IMHO, fully legalizing pot would probably result in higher rates of usage, but would reduce the flow of money to the organzied criminals who produce and, more importantly, traffick it. Whether that trade-off is worthwhile is debatable.
Legalization of, even by prescription, say heroin, would presumably greatly reduce the amount of street crime done by junkies to purchase what is really a fairly cheap narcotic to produce, but is very expensive on the street. The legalization of (more) highly addictive mind altering substances, and the subsequent likely increase in use, is highly unpalatable politically and morally, however, regardless of whatever harm reduction arguments might be made in its favor. I can’t see it happening any time soon, but it has been tried in some places (in the U.K., for example). Not sure how that all worked out.
“Why were they not already doing the same thing to purchase wine and liquor?”
Or the readily available illegal hash and marijuana?
“Actually there have been studies showing a link to lung cancer in MJ smokers”
I’m not sure about the lung cancer, but I have seen it associated with some other breathing problems. Not surprising, especially considering how often marijuana is contaminated with things like mold spores. Chronic use of marijuana has also been associated with cardiac problems - again not surprising considering that smoking MJ causes a serious increase in heart rate.
I still favor legalization, but only if the real risks involved with its use are made known, as they are with tobacco or alcohol.

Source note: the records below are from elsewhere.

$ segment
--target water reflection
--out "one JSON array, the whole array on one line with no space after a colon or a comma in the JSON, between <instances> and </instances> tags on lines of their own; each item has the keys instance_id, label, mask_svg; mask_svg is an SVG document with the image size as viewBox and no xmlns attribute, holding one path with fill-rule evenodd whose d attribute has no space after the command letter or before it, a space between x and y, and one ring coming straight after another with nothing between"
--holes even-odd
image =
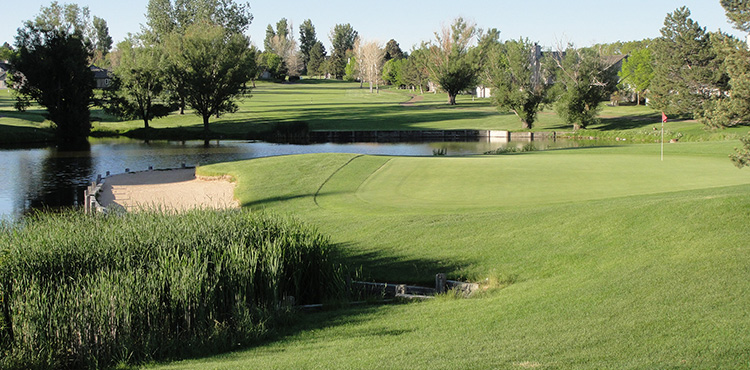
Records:
<instances>
[{"instance_id":1,"label":"water reflection","mask_svg":"<svg viewBox=\"0 0 750 370\"><path fill-rule=\"evenodd\" d=\"M28 180L28 209L49 209L82 204L83 189L93 177L91 146L49 148L37 167L39 174ZM25 175L22 175L25 176Z\"/></svg>"}]
</instances>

So the children didn’t drink wine and beer because they aren’t sweet, even though drinking was totally acceptable, but they couldn’t get enough of smoking hash (not exactly a taste treat), because smoking was totally acceptable.

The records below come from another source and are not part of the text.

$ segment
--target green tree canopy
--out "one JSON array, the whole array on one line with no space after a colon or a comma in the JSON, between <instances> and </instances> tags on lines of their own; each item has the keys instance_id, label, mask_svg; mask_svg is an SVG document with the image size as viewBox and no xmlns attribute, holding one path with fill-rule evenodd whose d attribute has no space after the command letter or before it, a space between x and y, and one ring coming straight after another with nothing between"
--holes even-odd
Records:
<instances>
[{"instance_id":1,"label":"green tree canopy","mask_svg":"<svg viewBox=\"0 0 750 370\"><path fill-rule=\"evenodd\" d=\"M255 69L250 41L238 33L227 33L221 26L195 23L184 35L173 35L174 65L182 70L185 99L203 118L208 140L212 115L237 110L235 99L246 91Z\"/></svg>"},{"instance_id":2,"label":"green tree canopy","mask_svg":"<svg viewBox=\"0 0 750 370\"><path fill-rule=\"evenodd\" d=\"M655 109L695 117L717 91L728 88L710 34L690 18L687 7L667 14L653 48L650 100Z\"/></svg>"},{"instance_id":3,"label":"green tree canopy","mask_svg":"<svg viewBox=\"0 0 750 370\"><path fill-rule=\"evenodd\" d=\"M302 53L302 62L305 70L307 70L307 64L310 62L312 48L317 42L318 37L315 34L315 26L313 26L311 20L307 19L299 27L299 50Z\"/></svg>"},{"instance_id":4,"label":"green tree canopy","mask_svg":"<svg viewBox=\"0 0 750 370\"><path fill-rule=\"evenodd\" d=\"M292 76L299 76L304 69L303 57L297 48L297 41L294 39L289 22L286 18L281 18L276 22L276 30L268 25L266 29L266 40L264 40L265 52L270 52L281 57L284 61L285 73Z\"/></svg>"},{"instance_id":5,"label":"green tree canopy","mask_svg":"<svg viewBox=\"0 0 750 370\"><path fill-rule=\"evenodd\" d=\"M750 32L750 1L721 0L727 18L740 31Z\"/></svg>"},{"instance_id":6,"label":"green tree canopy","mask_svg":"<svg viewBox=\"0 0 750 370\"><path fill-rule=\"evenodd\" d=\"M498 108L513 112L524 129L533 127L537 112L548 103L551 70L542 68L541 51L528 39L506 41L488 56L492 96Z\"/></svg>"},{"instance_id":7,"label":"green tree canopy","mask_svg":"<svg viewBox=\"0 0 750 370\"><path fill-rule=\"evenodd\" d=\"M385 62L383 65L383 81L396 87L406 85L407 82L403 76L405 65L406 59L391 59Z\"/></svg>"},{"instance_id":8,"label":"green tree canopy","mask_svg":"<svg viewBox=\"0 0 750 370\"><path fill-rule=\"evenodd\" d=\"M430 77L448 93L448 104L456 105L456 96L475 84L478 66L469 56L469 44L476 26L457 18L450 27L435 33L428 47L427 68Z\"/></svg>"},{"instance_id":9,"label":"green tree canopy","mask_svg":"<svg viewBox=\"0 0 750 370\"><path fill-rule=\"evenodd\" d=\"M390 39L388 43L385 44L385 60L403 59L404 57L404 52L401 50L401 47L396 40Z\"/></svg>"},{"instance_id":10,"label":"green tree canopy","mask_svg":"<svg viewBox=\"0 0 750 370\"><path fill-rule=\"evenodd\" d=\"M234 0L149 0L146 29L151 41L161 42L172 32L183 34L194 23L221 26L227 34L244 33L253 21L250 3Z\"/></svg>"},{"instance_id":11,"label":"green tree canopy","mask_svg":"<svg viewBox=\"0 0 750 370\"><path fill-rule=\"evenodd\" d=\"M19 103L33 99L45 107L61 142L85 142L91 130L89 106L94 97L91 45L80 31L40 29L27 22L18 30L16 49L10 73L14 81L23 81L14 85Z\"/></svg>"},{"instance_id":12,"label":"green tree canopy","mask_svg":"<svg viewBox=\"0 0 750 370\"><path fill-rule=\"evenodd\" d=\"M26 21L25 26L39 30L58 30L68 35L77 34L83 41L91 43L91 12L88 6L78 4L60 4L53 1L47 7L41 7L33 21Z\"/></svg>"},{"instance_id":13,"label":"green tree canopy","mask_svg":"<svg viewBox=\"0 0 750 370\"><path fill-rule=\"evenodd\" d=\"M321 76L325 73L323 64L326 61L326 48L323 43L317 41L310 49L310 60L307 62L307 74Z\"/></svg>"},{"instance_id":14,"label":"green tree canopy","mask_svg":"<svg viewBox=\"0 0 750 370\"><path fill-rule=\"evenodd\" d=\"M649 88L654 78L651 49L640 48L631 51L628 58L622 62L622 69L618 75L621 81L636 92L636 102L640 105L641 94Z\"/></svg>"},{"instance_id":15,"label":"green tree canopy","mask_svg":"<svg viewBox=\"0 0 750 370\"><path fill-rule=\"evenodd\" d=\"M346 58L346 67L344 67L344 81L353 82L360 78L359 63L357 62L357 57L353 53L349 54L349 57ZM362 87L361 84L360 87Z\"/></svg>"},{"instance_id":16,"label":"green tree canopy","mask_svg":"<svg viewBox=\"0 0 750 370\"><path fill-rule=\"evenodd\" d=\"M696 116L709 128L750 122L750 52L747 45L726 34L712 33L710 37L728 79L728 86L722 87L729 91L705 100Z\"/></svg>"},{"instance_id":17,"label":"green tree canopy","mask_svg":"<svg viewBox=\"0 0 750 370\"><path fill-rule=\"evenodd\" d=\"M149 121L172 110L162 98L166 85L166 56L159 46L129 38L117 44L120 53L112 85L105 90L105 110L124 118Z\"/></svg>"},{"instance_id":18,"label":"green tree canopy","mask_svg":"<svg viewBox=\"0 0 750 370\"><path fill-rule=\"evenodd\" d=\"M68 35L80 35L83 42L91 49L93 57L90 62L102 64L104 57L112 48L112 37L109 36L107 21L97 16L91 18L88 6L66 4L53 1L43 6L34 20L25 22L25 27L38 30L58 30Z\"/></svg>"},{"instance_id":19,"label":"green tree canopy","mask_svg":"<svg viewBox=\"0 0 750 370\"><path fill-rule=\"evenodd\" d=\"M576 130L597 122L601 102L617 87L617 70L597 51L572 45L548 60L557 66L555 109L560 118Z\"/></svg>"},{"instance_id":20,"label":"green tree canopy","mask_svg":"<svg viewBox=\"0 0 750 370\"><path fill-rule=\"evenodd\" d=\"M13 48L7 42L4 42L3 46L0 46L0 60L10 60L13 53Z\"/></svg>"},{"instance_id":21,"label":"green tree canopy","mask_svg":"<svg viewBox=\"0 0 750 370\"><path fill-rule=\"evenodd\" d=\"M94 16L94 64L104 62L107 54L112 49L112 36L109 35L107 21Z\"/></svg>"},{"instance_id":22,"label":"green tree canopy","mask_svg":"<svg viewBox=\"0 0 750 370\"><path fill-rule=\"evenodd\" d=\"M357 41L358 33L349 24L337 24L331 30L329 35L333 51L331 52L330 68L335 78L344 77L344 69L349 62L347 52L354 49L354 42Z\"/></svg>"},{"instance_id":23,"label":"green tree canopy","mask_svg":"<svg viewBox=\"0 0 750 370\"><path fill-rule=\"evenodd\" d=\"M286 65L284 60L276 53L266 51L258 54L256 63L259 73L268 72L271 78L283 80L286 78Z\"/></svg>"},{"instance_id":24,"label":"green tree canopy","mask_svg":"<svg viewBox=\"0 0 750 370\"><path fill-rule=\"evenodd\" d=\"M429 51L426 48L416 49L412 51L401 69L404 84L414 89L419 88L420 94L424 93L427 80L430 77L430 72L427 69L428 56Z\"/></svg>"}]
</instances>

I remain skeptical of your analysis.
The War on Drugs is a jobs program, not a serious effort to reduce drug use. The problem is the collateral damage, productive citizens being prosecuted for small amounts of pot.
Many medical professionals say only a small percentage of any population wants to hurt itself through drug or alcohol abuse. So it’s unlikely that a well planned program will increase narcotics abuse. Most of us have no interest.

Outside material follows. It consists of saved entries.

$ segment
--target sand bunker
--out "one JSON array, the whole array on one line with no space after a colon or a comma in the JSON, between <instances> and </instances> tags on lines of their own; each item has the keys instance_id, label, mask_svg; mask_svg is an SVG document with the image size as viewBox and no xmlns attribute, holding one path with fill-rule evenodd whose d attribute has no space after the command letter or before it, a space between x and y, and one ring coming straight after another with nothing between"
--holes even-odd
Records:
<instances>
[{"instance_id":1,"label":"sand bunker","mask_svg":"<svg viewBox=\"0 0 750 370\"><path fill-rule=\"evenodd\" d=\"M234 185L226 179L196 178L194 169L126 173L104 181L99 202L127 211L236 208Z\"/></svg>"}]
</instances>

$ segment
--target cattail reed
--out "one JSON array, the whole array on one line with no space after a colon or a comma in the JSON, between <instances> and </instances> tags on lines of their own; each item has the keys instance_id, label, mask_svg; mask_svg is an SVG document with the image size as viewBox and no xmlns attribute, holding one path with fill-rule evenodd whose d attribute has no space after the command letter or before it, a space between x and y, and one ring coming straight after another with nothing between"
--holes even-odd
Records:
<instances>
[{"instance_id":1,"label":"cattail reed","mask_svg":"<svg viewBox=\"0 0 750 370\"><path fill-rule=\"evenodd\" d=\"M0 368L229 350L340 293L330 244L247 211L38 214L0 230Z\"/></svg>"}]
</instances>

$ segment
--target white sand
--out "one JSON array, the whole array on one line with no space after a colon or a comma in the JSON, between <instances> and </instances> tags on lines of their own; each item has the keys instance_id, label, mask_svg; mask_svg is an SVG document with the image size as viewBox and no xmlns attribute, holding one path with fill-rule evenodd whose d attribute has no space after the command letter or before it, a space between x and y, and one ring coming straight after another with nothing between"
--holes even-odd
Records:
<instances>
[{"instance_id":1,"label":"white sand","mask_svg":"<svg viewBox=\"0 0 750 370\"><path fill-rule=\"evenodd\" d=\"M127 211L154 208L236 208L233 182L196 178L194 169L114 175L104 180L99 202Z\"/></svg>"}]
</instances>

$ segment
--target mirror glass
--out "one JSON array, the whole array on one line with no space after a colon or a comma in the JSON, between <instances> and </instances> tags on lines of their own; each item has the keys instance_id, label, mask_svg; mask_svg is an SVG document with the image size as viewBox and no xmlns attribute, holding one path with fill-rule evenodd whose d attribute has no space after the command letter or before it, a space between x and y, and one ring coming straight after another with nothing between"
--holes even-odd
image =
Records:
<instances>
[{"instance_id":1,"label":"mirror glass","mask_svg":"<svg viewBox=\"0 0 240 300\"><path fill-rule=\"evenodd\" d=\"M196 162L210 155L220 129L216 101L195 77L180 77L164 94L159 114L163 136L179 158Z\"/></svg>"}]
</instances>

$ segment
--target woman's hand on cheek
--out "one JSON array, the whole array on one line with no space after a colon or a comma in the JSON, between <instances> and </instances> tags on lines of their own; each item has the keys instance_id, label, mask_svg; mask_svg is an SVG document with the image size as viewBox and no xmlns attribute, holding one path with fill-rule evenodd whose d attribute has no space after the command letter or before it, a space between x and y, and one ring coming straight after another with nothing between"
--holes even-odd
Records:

Turn marijuana into a low-cost, taxed option that produces revenue instead of a huge expense to the taxpayers.
Create drug-dispensing clinics where narcotics users can get free narcotics, clean needles, and health counseling.
Then dramatically increase drug-pushing penalties to eliminate competition.
Result: Crime drops and we save on law-enforcement costs.
Which reminds me--didn't you ever run into Licor 43 or Crema Catalana? One tastes like vanilla, the other tastes like creme brulee--kids would love either one.
>Heck, leftists want to ban fireplaces because of the smoke.<
I guess since they want to legalize pot, we can assume marijuana smoke is harmless./
>Legalization of, even by prescription, say heroin, would presumably greatly reduce the amount of street crime done by junkies to purchase what is really a fairly cheap narcotic to produce, but is very expensive on the street.<
By the time big pharma gets done with it, it will likely be more expensive than the illegal stuff!
Is it illogical to believe parents want to protect their children from using tobacco, alchohol and narcotics?